Program and Event
One of the key aspects of Rem Koolhaas's architecture practice and theory is the Program. The Program, as defined by Koolhaas, has become synonymous with the rise of Modernist architecture throughout the 20th century. The Program is rooted in the idea of acting to edit function and human activities. Louis Sullivan was the first to popularize the idea of a Program in his famous maxim "form follows function." Koolhaas would come to interrogate the notion of the Program in his landmark work Delirious New York, in which he analyzed high-rise architecture in New York City. One of the diversions Koolhaas attempted to introduce to his practice early on was "cross-programming" - that is, introducing unexpected functions in room programs so as to disrupt the "natural" order of things. In a recent work, for example, Koolhaas attempted to incorporate hospital rooms for the homeless into his building for Seattle's public library - a proposal that was ultimately rejected.
Whereas Koolhaas predicates much of his design theory on this notion of the Program, Bernard Tschumi is more concerned with what he terms the "event." According to Tschumi, there is no space without event. For this reason, each architectural design should reinvent one's notion of living, rather than attempting to repeat or affirm established aesthetic or symbolic aspects of design. As such, Tschumi uses architecture as a means for framing what he terms "constructed situations" - a notion that was largely inspired by the Situationist International.

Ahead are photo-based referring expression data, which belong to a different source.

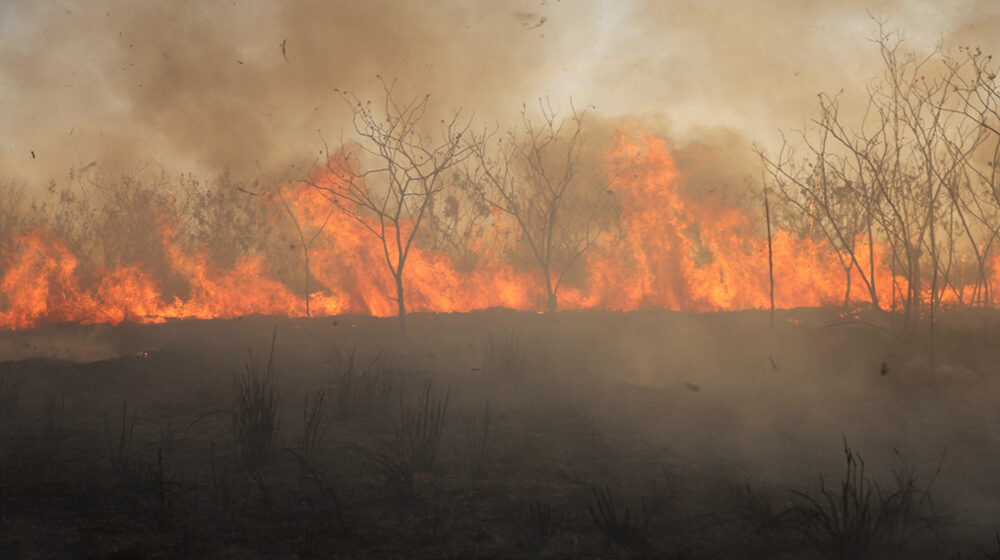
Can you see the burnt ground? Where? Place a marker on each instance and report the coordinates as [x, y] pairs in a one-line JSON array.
[[720, 436]]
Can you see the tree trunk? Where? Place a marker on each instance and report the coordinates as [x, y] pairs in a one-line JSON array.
[[401, 303], [552, 303], [305, 251]]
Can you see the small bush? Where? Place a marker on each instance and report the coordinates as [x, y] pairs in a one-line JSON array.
[[628, 529], [539, 525], [480, 436], [503, 356], [857, 519], [134, 472], [359, 391], [415, 441], [313, 427], [255, 414]]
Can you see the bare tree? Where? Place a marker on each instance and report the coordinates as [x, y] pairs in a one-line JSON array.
[[307, 236], [533, 174], [905, 175], [388, 179]]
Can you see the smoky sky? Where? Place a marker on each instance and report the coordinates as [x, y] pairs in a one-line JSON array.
[[208, 86]]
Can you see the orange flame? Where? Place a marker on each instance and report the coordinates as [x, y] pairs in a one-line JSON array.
[[671, 251]]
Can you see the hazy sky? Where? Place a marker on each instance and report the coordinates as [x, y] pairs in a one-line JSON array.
[[201, 86]]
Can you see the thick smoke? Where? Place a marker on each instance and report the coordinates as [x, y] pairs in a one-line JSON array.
[[207, 86]]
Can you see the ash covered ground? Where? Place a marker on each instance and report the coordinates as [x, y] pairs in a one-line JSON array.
[[503, 434]]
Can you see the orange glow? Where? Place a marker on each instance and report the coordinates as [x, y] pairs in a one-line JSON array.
[[670, 251]]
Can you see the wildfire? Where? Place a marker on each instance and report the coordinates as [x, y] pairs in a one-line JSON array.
[[669, 251]]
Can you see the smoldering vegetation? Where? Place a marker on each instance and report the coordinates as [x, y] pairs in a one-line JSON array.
[[848, 433], [505, 434]]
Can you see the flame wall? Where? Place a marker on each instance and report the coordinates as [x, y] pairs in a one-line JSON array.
[[670, 251]]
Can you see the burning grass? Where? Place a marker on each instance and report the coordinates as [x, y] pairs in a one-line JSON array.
[[549, 468]]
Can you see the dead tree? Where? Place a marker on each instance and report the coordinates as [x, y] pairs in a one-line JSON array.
[[533, 175], [903, 175], [388, 178]]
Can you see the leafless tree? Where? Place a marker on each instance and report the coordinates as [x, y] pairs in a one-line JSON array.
[[388, 180], [307, 235], [533, 175], [904, 174]]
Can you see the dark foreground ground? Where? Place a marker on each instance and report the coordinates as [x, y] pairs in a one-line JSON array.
[[501, 434]]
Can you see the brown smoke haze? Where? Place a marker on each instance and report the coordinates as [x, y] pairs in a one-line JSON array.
[[208, 86]]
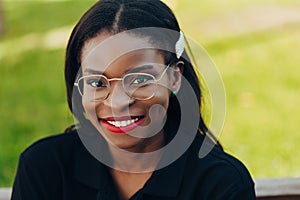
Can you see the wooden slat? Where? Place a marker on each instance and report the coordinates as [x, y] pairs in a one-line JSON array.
[[278, 188]]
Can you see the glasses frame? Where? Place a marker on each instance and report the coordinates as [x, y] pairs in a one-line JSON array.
[[76, 84]]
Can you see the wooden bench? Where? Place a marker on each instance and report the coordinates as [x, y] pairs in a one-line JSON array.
[[278, 189], [266, 189]]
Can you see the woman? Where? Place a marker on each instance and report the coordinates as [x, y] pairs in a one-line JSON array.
[[136, 96]]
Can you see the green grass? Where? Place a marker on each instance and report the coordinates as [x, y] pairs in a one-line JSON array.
[[259, 67]]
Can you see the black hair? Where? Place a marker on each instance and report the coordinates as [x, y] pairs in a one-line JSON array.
[[116, 16]]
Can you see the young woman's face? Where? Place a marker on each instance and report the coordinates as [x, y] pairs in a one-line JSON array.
[[123, 119]]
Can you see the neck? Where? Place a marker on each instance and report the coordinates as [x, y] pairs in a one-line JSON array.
[[141, 159]]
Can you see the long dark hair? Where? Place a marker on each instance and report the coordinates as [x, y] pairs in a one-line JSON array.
[[115, 16]]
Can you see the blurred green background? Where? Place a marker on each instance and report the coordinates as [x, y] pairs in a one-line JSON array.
[[255, 45]]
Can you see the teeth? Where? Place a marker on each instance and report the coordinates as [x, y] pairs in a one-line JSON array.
[[123, 123]]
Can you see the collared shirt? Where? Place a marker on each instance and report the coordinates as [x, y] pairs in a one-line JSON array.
[[60, 168]]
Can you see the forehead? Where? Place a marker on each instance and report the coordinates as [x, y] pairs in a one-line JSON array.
[[106, 49]]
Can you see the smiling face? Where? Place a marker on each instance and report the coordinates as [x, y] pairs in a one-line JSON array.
[[121, 117]]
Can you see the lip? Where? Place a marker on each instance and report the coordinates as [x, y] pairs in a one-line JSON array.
[[124, 129]]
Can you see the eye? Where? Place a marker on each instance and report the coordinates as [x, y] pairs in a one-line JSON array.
[[142, 80], [96, 83]]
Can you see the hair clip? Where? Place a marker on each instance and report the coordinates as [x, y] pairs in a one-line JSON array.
[[179, 46]]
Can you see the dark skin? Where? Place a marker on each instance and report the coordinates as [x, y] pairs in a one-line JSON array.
[[137, 169]]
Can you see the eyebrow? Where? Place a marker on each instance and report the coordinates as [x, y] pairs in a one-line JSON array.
[[137, 69], [91, 71], [140, 68]]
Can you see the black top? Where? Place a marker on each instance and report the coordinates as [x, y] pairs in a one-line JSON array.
[[60, 168]]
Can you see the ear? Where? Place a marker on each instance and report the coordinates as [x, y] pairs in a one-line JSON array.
[[175, 76]]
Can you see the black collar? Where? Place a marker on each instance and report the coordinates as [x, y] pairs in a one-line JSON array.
[[163, 182]]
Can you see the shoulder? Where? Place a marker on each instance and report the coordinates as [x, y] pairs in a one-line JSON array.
[[220, 172]]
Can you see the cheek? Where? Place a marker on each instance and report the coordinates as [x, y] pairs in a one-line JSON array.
[[160, 102], [90, 109]]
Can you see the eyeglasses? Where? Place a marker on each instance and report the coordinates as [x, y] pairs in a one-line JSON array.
[[139, 86]]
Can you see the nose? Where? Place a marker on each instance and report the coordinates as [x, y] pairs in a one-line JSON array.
[[117, 99]]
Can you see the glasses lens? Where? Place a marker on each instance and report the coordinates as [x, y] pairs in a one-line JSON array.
[[94, 88], [139, 85]]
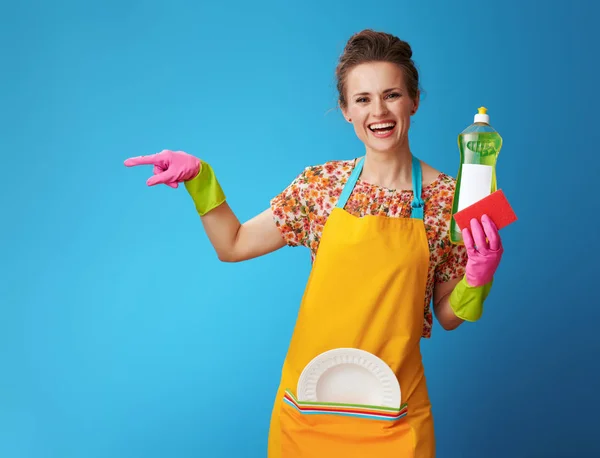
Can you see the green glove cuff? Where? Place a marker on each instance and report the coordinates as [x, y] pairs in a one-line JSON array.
[[205, 190], [467, 301]]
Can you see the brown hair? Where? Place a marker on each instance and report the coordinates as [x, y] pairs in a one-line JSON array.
[[371, 46]]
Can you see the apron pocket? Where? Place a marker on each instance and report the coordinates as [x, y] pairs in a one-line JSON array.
[[314, 429]]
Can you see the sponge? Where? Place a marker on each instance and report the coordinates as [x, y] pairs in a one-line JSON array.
[[495, 205]]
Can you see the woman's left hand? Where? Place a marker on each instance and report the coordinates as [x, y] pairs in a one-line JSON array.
[[484, 255]]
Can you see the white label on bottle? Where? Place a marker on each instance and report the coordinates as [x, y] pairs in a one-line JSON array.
[[475, 184]]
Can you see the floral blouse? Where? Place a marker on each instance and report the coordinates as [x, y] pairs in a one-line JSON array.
[[301, 210]]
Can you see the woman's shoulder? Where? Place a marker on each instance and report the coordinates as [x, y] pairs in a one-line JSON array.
[[328, 173]]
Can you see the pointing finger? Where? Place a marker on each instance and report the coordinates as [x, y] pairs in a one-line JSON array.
[[152, 159]]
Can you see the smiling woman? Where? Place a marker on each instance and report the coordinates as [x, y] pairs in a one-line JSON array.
[[377, 227]]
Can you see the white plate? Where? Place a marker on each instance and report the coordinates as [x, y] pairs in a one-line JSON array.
[[349, 376]]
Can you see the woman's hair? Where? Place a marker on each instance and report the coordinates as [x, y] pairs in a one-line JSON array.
[[371, 46]]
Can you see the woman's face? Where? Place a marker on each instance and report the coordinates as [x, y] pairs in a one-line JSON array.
[[378, 105]]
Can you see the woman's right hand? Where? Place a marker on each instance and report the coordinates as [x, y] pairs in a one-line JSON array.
[[170, 167]]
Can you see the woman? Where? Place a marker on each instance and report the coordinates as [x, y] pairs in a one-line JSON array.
[[378, 231]]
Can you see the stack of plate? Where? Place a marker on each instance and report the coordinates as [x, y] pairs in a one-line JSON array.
[[349, 376]]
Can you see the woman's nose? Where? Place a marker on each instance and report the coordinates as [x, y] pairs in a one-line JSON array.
[[379, 108]]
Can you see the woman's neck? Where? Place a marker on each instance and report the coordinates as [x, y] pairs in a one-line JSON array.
[[391, 170]]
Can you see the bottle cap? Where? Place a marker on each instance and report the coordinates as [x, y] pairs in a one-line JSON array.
[[482, 116]]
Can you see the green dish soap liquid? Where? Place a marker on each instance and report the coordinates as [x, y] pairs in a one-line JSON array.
[[479, 146]]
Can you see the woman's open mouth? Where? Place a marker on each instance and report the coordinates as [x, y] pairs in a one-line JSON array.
[[382, 129]]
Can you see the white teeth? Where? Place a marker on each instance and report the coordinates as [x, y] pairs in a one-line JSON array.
[[382, 125]]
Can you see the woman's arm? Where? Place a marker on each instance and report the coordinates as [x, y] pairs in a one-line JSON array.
[[235, 242], [462, 299], [231, 240], [441, 305]]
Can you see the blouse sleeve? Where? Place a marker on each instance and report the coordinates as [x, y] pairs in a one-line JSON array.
[[290, 211]]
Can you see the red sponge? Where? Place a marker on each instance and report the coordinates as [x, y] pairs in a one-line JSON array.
[[495, 205]]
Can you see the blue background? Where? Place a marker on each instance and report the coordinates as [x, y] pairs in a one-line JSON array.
[[122, 335]]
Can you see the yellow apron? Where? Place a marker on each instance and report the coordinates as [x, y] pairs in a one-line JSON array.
[[366, 291]]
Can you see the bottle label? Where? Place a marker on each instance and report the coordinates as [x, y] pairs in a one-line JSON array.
[[483, 147], [475, 184]]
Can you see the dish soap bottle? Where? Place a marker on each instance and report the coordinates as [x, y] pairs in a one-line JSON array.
[[479, 146]]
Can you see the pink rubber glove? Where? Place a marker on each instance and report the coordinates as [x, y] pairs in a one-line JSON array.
[[170, 167], [484, 257]]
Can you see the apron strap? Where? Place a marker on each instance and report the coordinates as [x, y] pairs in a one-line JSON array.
[[349, 187], [417, 204]]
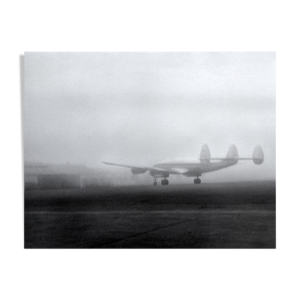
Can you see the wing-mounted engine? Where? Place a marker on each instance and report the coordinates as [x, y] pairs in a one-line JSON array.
[[205, 154], [258, 155], [138, 170]]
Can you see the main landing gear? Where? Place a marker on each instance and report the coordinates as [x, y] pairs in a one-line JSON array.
[[197, 180], [163, 182]]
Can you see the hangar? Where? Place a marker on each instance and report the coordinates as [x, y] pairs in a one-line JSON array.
[[59, 176]]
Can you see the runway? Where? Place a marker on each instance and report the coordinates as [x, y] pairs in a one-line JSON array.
[[211, 216]]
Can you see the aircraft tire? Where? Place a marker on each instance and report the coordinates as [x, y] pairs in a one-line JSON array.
[[197, 180], [164, 182]]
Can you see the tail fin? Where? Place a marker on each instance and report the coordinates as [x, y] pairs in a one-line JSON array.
[[232, 153], [205, 154], [258, 155]]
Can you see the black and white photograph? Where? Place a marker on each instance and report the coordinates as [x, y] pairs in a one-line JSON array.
[[150, 149]]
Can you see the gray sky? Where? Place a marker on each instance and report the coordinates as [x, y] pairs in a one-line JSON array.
[[144, 106]]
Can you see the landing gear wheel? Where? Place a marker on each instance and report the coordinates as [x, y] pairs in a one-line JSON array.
[[197, 180], [164, 182]]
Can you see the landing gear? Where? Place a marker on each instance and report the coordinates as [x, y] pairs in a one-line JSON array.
[[165, 182], [197, 180]]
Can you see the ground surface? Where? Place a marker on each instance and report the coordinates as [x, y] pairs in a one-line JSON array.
[[205, 216]]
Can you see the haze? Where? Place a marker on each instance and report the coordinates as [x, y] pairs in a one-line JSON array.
[[145, 106]]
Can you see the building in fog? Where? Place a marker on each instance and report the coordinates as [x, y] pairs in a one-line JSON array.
[[60, 176]]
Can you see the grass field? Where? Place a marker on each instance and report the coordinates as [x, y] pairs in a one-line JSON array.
[[207, 216]]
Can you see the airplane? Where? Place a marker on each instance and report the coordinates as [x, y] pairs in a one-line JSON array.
[[163, 170]]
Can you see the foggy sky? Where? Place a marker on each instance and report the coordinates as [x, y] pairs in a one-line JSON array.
[[144, 106]]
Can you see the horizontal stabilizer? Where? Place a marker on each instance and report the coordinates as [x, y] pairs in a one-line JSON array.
[[232, 155]]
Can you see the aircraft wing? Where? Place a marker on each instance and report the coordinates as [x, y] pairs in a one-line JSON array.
[[144, 168]]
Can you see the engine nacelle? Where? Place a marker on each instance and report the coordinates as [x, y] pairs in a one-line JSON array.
[[258, 155], [138, 170]]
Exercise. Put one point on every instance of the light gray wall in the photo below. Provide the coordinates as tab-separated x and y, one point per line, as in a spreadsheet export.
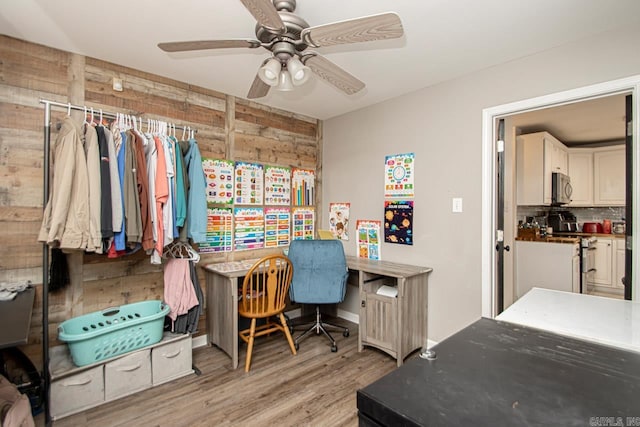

In their own respective ways, both Koolhaas and Tschumi are attempting to refute totalizing notions of a final architectural product. They want their buildings to reflect a reflexive environment that will not only frame events, but serve as a place for thinking about architecture and meditating on the very notion of such concepts as "Program" and "event." Koolhaas obviously wants to employ his program to affect positive social change and is concerned with the urban environment and the way it is used and abused by architecture. Tschumi, on the other hand, is more concerned with forging an open-ended approach that serves to interrogate structures and thus "do violence," in an aesthetic sense, to the urban environment: "Any relationship between a building and its users is one of violence, for any use means the intrusion of a human body into a given space, the intrusion of one order into another."